A merger would reduce the number of competitors in the US markets for immune globulin and albumin from five to four and leave CSL and Baxter with more than 80 per cent of the market – and continue the reduction in competition that had occurred over the past 19 years. In 1990 there were 13 competitors. The FTC says that firms in the industry have used this consolidation as a tool to limit supply and drive higher prices.
In a sense, CSL’s Brian McNamee has brought the FTC’s wrath down upon his own head. Back in 2004 the US market for plasma products was under stress, which was a major issue for CSL, given that it had entered the US market in 2000 with the transforming $1 billion acquisition of Switzerland’s ZLB.

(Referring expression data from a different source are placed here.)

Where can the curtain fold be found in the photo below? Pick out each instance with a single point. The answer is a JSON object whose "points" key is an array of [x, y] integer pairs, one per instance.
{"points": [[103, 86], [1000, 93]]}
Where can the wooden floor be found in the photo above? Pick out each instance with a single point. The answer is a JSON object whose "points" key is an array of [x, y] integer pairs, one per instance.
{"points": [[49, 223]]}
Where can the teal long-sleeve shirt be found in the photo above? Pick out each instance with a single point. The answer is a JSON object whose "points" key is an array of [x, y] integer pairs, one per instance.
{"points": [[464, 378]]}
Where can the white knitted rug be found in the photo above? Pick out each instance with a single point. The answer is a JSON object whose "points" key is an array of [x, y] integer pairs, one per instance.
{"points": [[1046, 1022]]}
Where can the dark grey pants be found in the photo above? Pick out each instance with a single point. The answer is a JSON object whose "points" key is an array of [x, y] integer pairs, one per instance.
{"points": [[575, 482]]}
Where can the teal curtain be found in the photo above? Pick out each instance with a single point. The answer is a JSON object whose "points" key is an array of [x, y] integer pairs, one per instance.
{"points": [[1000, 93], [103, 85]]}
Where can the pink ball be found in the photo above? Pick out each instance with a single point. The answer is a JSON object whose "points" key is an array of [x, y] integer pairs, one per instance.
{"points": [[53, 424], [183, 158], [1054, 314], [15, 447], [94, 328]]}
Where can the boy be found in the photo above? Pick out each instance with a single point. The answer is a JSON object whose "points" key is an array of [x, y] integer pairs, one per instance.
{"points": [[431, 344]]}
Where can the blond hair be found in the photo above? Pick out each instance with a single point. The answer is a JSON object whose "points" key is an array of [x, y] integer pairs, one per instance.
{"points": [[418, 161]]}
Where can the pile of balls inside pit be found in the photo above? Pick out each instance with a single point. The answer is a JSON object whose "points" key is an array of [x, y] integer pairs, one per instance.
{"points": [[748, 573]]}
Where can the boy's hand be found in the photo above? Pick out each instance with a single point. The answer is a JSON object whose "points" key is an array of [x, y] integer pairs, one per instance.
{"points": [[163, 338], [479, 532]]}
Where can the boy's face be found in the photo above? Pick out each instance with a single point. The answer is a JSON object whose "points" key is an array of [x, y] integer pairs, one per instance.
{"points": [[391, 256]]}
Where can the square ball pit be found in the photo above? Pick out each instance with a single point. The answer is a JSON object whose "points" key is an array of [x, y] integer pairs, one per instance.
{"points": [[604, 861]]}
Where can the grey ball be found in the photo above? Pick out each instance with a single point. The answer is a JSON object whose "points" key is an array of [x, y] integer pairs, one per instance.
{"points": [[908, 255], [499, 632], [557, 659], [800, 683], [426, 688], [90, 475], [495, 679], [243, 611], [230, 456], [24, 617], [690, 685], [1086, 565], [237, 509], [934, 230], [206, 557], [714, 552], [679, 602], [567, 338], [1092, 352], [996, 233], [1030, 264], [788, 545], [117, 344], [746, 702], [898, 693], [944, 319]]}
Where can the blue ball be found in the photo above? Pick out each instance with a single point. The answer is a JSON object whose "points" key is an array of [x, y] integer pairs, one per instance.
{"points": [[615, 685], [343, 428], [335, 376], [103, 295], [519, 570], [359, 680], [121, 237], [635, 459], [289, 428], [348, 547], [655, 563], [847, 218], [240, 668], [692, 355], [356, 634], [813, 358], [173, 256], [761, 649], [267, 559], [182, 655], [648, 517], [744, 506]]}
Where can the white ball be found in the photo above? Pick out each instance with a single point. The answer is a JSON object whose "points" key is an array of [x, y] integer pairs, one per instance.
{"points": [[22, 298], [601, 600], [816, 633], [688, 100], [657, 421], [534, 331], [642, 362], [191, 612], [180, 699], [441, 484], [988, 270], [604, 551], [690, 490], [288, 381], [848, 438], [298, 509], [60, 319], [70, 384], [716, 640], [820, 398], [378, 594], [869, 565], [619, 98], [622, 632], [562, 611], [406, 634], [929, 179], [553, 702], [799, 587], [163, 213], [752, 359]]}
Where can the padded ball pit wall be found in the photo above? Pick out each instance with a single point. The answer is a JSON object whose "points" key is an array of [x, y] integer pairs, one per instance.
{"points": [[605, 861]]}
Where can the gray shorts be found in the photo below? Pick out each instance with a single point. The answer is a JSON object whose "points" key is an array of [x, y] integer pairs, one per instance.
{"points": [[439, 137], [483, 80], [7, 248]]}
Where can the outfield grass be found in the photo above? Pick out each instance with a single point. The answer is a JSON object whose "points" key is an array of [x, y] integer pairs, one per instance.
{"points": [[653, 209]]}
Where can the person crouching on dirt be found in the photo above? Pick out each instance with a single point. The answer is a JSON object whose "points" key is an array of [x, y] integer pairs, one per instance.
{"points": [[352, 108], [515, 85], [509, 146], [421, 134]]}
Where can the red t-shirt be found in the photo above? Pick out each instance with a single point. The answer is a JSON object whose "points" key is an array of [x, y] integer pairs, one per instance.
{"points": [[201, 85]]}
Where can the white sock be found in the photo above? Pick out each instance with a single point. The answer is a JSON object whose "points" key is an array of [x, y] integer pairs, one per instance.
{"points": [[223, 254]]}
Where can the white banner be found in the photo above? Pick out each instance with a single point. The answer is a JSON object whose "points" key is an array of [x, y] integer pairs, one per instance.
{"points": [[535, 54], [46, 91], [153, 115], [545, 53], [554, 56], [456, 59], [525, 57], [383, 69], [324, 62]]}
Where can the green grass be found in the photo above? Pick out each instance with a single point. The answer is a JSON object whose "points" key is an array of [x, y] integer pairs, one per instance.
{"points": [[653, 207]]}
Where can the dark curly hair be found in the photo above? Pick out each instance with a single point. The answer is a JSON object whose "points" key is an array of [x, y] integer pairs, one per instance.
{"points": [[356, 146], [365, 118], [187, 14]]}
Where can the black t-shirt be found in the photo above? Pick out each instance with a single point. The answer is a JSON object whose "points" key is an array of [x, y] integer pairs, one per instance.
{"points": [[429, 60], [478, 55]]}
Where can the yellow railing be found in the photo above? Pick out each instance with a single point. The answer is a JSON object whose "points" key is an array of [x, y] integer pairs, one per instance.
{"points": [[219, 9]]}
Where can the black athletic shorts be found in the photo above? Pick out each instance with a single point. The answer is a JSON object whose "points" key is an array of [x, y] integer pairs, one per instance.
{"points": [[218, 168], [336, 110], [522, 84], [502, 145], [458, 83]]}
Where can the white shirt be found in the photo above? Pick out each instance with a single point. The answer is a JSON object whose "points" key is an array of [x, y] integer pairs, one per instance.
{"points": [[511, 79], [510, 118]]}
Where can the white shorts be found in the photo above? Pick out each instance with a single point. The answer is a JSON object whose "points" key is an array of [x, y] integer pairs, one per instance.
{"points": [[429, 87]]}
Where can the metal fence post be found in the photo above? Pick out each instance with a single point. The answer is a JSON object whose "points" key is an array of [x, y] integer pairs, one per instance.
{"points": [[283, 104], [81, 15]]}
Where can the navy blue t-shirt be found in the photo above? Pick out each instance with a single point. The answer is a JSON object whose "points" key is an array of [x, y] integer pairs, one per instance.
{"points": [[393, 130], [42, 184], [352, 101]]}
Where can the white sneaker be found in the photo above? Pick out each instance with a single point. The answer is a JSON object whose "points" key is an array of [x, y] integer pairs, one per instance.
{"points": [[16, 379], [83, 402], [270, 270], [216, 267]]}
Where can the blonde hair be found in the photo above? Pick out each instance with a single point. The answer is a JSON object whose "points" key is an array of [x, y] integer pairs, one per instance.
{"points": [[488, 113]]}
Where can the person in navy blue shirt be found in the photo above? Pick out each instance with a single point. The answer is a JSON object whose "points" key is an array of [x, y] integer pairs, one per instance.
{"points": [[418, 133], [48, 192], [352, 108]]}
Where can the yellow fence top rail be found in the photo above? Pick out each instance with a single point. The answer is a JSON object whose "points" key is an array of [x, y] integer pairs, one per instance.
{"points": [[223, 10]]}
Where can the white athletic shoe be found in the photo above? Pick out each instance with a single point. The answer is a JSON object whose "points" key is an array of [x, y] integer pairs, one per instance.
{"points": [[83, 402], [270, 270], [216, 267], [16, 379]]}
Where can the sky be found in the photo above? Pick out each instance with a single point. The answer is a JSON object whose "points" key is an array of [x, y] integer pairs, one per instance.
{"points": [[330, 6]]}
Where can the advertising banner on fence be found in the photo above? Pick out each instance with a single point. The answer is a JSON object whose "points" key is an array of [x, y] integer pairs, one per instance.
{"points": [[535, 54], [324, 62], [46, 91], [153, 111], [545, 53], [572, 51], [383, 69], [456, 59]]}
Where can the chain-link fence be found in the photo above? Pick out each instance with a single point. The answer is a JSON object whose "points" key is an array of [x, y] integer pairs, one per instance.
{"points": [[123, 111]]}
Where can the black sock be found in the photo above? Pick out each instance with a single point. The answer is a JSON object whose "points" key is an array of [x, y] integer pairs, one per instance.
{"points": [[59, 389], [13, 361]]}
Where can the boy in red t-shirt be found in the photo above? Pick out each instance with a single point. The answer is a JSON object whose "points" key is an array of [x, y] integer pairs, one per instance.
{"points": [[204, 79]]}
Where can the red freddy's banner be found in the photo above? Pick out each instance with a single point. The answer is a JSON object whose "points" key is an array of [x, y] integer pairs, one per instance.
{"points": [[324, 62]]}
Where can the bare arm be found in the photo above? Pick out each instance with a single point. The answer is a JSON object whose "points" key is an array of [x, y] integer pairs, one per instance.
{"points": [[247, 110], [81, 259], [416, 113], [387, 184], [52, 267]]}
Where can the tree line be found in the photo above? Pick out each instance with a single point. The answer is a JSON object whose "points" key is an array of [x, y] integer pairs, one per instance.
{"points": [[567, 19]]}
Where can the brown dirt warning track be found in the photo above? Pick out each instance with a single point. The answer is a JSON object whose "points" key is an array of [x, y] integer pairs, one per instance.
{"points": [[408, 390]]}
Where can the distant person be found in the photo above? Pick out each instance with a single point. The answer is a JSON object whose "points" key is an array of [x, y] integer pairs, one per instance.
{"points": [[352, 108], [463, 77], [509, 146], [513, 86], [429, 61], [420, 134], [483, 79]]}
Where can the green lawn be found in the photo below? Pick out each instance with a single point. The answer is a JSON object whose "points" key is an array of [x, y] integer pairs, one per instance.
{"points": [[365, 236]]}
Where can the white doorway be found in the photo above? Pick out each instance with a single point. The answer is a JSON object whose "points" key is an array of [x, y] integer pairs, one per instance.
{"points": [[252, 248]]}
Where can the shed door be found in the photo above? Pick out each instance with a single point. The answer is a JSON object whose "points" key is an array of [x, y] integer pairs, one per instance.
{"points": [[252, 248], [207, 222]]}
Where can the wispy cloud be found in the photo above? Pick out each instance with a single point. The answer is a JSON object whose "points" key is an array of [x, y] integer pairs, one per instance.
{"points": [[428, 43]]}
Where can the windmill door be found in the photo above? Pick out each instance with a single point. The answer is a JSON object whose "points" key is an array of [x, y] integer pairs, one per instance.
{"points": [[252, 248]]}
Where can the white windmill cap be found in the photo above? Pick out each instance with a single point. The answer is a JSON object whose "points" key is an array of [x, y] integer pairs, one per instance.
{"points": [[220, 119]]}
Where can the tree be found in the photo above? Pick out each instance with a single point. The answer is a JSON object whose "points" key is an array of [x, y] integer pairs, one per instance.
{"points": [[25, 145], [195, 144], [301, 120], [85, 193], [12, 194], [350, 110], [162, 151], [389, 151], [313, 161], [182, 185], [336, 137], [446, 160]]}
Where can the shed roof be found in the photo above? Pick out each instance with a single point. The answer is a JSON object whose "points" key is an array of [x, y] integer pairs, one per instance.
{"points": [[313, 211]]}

Mitsubishi had put its Alpha Therapeutics business on the market against a backdrop of over-capacity and slowing demand. Alpha, denied funding from its parent, started dumping inventory to generate cash and to force a competitor to take it out and stabilise the sector. Prices fell 40 per cent or more. In the end it was carved up by Baxter and Spain’s Grifols group.
CSL’s contribution to stabilising the sector was to acquire Aventis Behring through another $1 billion dollar deal and preside over a managed rundown of its massive excess inventories. Not surprisingly, prices firmed.
From a commercial perspective, ending irrational behaviour and bringing supply more closely into line is a sensible strategy that leads to rational competition and facilitates both returns and investment.
For regulators, excess capacity and sub-economic pricing driven by fierce competition for the available demand generates consumer benefit and rational competition breeds suspicion of collusion or at least an implicit understanding of how to maximise the profitability of an oligopoly.
As the chief executive of a rather well-known company once said of a competitor’s chief executive who had initiated a price war: "Doesn’t the #$%@! idiot understand how to operate in a duopoly?" The offending executive was subsequently replaced by someone who had a better understanding of "rational" competition.
There is only a subtle difference between an industry where participants engage in optimal levels of competition and one where they understand that being too competitive damages all the participants’ interests in maximising returns, including their own. They don’t have to actively to collude to reach that conclusion or achieve the outcomes.
The ACCC could confront exactly that issue in banking and in petrol retailing, where Caltex’s proposed acquisition of Mobil’s service stations has created a live case for the ACCC to consider.
When does consolidation create an industry structure that encourages competitors to engage in constrained competition without ever doing anything, or having to do anything, that could trigger anti-cartel actions by the regulator?
Is it a proper regulatory objective to pursue or preserve market structures that promote irrational competition for near term consumer benefit but at a potential cost to longer term investment and innovation?
The FTC action, which CSL proposes to fight, might provide some insights.